Am Ende der Saison 2011/12 aber stieg die Alemannia ab und war bald darauf insolvent. Auch Ihre Zeit bei Viktoria Köln ab Januar 2013 in der vierten Liga war von Missgeschicken begleitet. Bei einem Match gegen die U23 des VfL Bochum wurden Sie im Kabinengang in der Halbzeit vom Platz gestellt, weil Sie angeblich Fabian Götze eine Ohrfeige verpasst hatten. Das Sportgericht sperrte Sie für vier Monate.

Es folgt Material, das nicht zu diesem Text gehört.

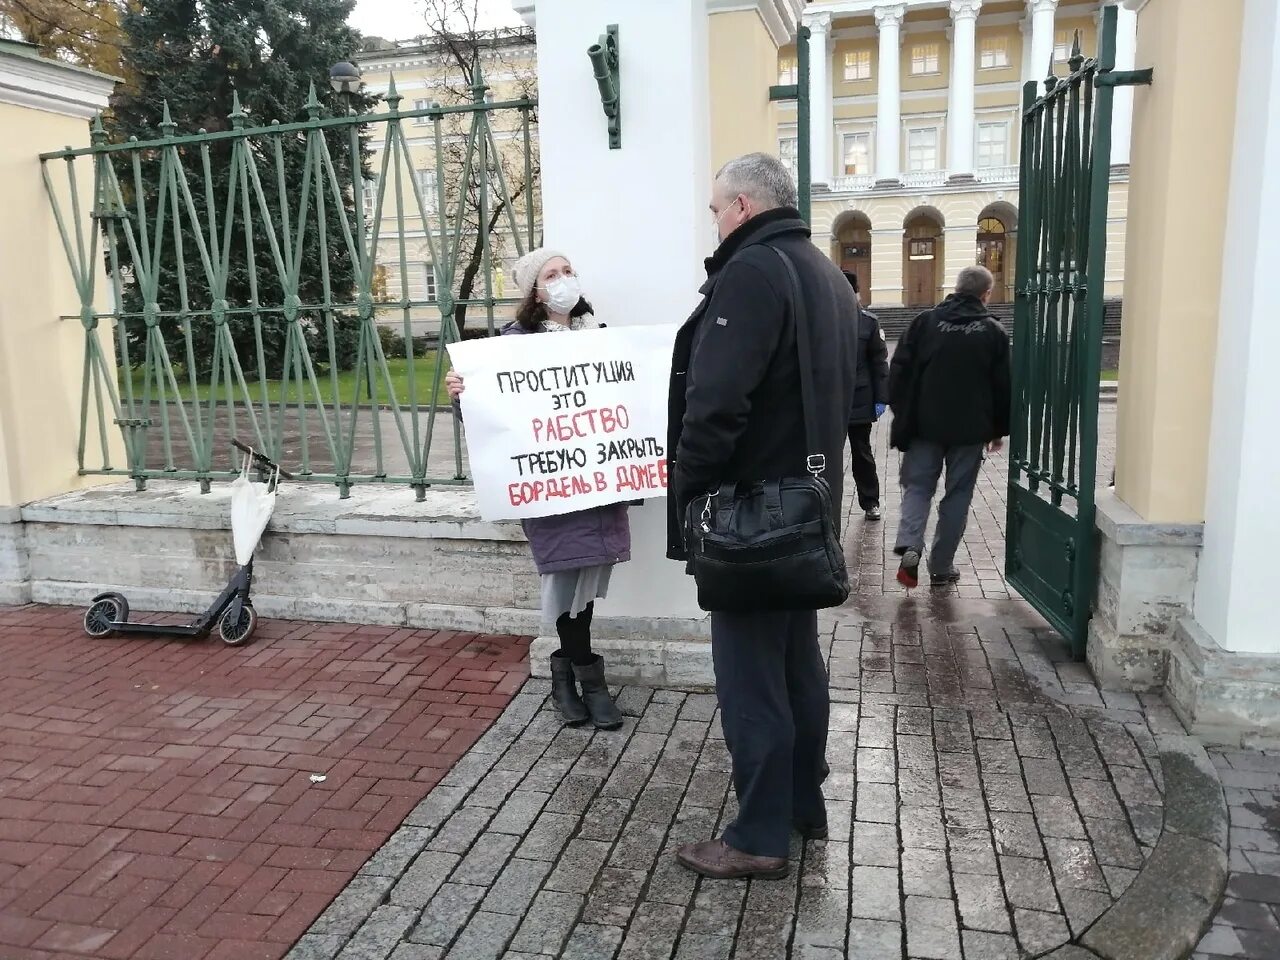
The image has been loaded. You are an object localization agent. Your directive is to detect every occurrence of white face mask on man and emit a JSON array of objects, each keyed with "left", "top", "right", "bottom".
[{"left": 541, "top": 275, "right": 582, "bottom": 315}]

Streit: Ich kann nur sagen: Ich habe ihm keine gelangt!

 

Wie war es denn?

Streit: Es gab ein Gerangel, aber ich habe ihm keine gelangt. Manchmal kam es mir vor, als würden die Spieler – vielleicht auch wegen meines Rufs – regelrecht Jagd auf mich machen.

 

Am Ende wurden Sie bei Viktoria entlassen, weil Sie nicht mit Pelé Wollitz zurechtgekommen sind.

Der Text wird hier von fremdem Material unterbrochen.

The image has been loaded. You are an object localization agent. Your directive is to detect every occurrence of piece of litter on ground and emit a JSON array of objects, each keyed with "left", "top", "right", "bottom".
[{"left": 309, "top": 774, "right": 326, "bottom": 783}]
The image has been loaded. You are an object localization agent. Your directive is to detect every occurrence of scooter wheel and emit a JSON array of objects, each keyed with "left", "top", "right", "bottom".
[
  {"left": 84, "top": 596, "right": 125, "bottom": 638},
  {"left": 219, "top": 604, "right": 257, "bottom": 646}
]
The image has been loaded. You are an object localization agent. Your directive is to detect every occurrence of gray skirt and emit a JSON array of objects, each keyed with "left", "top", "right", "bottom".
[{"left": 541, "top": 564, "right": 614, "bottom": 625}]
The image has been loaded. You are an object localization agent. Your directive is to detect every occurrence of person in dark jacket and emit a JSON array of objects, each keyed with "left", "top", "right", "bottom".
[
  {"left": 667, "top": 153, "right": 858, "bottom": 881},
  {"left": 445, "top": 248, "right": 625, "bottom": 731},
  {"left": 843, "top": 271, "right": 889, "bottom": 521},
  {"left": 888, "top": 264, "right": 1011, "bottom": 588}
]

Streit: Auch das stimmt so nicht. Wollitz hat mir mehrfach gesagt, dass er nicht verstehen könne, dass ein Spieler mit meinen Qualitäten nicht wenigstens einen Klub in der zweiten Liga findet. Eines Tages aber hatten wir ein Trainingsspiel, in der Schlussphase flog der Ball aufs Tor, es sah aus, als wenn er reingehen würde. Doch genau in dem Moment pfiff Wollitz das Spiel ab. Hätte er zwei Sekunden länger spielen lassen, hätte unser Team das Match gewonnen. Da habe ich wortlos abgewunken. Mehr nicht. Aber Wollitz ging sofort hoch: „Was denkst Du Dir? Du glaubst wohl, Du bist hier der große Star.“ Und wieder konnte ich meinen Mund nicht halten und antwortete: „Ich glaube, Du denkst, Du bist hier der Star.“ Am nächsten Tag wurde mir mitgeteilt, dass ich gehen könne.

 

Albert Streit, wieso geht es immer wieder daneben?

Streit: Ich weiß es nicht, wahrscheinlich ziehe ich den Ärger auch an. Klar, dass die Medien auch diese Aktion wieder hochspielten, ohne hinter die Details zu recherchieren.

 

Zählt im Fußball die Wahrheit nichts?

Streit: Schwer zu sagen. Aber wenn ich „Sky“ schaue, weiß ich schon während des Spiels, was Spieler und Trainer nach dem Spiel erzählen. Da sagt keiner mehr die Wahrheit.

 

Sie werden im März 35 Jahre alt. Wie geht es mit Ihrer Karriere weiter?

Streit: Ich habe mir im Februar 2014 in einem Zweikampf im Training bei Fortuna Köln einen Knorpelschaden vierten Grades zugezogen. Schlimmer geht es kaum. Ich könnte es operieren lassen, aber große Hoffnungen auf ein Comeback gibt es nicht. Deswegen bevorzuge ich eine konservative Behandlung. Im Augenblick freue ich mich, es mir leisten zu können, meinen Sohn aufwachsen zu sehen.

 

Zurück zum Anfang: Albert Streit, sind Sie ein zufriedener Mensch?

Streit: Ich bin zumindest auf dem Weg dahin. Inzwischen weiß ich, dass ich es nicht allen recht machen kann. Meine Familie und Freunde müssen zu mir stehen, das ist wichtig. Ansonsten zählt nur Gesundheit.

 

Das Interview führte

Tim Jürgens.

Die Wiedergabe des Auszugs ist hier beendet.